I have a long-running PySpark Structured Streaming job, which reads a Kafka topic, does some processing and writes the result back to another Kafka topic. Our Kafka server runs on another cluster.
It's running fine but every few hours it freezes, even though in the web UI the YARN application still has status "running". After inspecting the logs, it seems due to some transient connectivity problem with the Kafka source. Indeed, all tasks of the problematic micro-batch have completed correctly, except one which shows:
21/08/11 19:19:59 INFO AbstractCoordinator: Discovered coordinator my-kafka-xxx:9093 (id: 2147483646 rack: null) for group spark-kafka-source-yyy
21/08/11 19:19:59 INFO AbstractCoordinator: Marking the coordinator my-kafka-xxx:9093 (id: 2147483646 rack: null) dead for group spark-kafka-source-yyy
21/08/11 19:19:59 INFO AbstractCoordinator: Discovered coordinator my-kafka-xxx:9093 (id: 2147483646 rack: null) for group spark-kafka-source-yyy
21/08/11 19:19:59 INFO AbstractCoordinator: Marking the coordinator my-kafka-xxx:9093 (id: 2147483646 rack: null) dead for group spark-kafka-source-yyy
21/08/11 19:19:59 INFO AbstractCoordinator: Discovered coordinator my-kafka-xxx:9093 (id: 2147483646 rack: null) for group spark-kafka-source-yyy
21/08/11 19:19:59 INFO AbstractCoordinator: Marking the coordinator my-kafka-xxx:9093 (id: 2147483646 rack: null) dead for group spark-kafka-source-yyy
The failure is not detected by Spark or YARN and the task runs forever (up to several days) and keeps on printing 10-20 such error messages per second.
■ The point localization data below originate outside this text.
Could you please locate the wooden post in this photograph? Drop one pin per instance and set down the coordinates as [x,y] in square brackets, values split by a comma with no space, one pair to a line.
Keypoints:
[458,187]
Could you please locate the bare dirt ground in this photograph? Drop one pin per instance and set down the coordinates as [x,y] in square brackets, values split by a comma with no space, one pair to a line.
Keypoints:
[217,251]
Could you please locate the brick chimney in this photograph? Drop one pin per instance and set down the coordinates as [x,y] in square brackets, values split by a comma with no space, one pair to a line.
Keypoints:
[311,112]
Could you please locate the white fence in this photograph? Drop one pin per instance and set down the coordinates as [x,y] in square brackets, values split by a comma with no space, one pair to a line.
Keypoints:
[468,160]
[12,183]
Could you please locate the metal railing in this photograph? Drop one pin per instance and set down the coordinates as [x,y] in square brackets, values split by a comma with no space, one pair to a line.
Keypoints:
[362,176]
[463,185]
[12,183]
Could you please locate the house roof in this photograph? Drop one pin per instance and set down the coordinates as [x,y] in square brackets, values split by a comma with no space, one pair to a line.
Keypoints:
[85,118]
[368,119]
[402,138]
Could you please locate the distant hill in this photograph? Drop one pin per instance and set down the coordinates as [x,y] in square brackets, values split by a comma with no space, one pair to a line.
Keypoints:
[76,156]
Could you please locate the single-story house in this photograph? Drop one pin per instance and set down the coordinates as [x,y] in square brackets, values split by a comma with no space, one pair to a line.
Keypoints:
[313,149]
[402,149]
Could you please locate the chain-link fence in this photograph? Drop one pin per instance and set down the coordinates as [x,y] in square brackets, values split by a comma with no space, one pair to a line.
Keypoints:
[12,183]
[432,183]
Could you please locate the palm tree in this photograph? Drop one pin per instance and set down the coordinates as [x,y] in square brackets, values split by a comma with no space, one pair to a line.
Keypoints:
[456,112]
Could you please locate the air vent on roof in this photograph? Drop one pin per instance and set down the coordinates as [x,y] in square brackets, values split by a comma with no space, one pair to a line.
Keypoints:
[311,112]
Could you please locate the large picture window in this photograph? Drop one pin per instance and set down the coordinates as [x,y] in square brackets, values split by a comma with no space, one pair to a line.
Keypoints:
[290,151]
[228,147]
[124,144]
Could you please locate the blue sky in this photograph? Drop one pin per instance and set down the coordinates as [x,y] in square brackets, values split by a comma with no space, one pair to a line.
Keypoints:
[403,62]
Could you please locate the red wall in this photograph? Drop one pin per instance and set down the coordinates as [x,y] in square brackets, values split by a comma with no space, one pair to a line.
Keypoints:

Restarting the process fixes the problem.
Is there a possibility to force the failure of the Spark task (on YARN) in such a situation? Then it would be restarted automatically and problem should be solved. Of course, any other way to restore the Kafka connection would be fine too...
I know it is possible to kill YARN containers based on a max acceptable memory consumption, but haven't seen anything similar for execution time.